Parents’ horror as a three-year-old girl gets a Peppa Pig watch stuck in her THROAT


A three-year-old girl has survived after part of a Peppa Pig watch became lodged in her throat.

Perth toddler Eadie Byrne, three, was sucking on her watch in her sleep when the character’s head, as well as pins and screws from the clasp, broke off and were swallowed. 

Parents Georgie and Clinton Byrne rushed their daughter to hospital where doctors ordered a CT scan to check whether the metal fastenings had entered her lungs. 

They discovered the smaller pieces had travelled to her stomach while the head-shaped accessory had become stuck in Eadie’s food pipe.  

‘Eadie was complaining of chest pain every 20 mins or so which was the confusing part as we assumed it went through to her stomach,’ Mr Byrne told Daily Mail Australia.

‘We were very surprised she managed to swallow so much of it whilst in her sleep.’ 

The couple are warning others to steer clear of the $15 watch that was purchased at Target, but is also available at Big W, Myer, and on eBay. 

‘Glad to have her back and Georgie has been an amazing mother supporting a very frightened little girl,’ Mr Byrne wrote on Facebook. 

‘I say do not buy it and it should be removed for sale immediately. It is for children three and over and clearly not safe.’ 

Mr Byrne, 44, said he and his wife, 36, were at the Fringe Festival on Sunday when a babysitter called around 8pm to tell them Eadie was upset.

‘Eadie had woken up upset coughing and said she swallowed something,’ he said.

‘Her watch is never left on her when asleep so she got out of bed at some stage during the night and got it and then fell asleep holding it.  

‘It would seem during her sleep she sucked on it and the watch has fallen apart and her reflex was to swallow.  
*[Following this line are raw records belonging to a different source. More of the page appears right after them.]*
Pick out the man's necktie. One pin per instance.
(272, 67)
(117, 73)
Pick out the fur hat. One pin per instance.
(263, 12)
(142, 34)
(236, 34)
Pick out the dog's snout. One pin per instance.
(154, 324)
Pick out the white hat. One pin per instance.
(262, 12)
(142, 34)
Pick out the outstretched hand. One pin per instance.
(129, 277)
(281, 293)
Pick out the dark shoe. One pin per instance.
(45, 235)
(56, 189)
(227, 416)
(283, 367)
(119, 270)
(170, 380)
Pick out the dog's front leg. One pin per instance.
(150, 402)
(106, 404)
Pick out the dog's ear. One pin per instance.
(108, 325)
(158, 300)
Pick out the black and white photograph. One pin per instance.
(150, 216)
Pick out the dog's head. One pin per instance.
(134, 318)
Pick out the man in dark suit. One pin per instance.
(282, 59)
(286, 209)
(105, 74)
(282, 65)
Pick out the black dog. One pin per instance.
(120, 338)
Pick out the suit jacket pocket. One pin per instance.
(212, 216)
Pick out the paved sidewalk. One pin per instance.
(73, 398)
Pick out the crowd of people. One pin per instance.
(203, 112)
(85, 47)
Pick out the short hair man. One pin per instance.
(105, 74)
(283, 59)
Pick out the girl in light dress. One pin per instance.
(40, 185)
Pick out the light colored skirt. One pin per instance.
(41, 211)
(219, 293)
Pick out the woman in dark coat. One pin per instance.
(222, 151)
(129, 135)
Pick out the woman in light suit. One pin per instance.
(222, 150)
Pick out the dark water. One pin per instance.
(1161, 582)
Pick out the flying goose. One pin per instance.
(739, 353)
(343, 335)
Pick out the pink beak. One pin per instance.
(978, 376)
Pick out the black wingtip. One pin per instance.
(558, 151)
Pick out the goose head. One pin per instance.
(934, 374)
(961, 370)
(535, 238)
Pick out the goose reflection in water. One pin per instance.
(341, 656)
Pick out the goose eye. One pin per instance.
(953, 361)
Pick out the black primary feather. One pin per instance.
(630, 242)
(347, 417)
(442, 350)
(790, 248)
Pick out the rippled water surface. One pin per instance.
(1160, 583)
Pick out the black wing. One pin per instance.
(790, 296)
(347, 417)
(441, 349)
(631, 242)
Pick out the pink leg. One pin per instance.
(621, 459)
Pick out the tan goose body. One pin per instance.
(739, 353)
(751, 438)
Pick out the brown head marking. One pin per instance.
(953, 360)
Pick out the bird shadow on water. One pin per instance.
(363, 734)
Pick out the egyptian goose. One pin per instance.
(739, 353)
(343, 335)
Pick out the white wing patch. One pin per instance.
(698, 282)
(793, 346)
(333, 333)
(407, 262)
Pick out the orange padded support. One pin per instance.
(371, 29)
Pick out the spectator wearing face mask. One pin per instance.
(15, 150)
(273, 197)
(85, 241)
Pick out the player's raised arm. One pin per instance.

The mother and father dashed home immediately to take Eadie, who was still breathing but in pain, to Perth Children’s Hospital.

There, staff praised the parents for seeking medical attention straight away.

‘They said this is the reason you go to the hospital immediately once a child swallows a foreign object because you don’t know where the item may be regardless if your child is not choking,’ Mr Byrne said. 

The following day, Eadie had an endoscopy to remove the head, which was about the size of a ten cent coin. 

Following the scare, the father-of-four said his daughter is back to her ‘energetic self’.

‘She certainly knows what has happened but her love for Peppa Pig is stronger than ever.’

Daily Mail Australia has contacted Target for comment.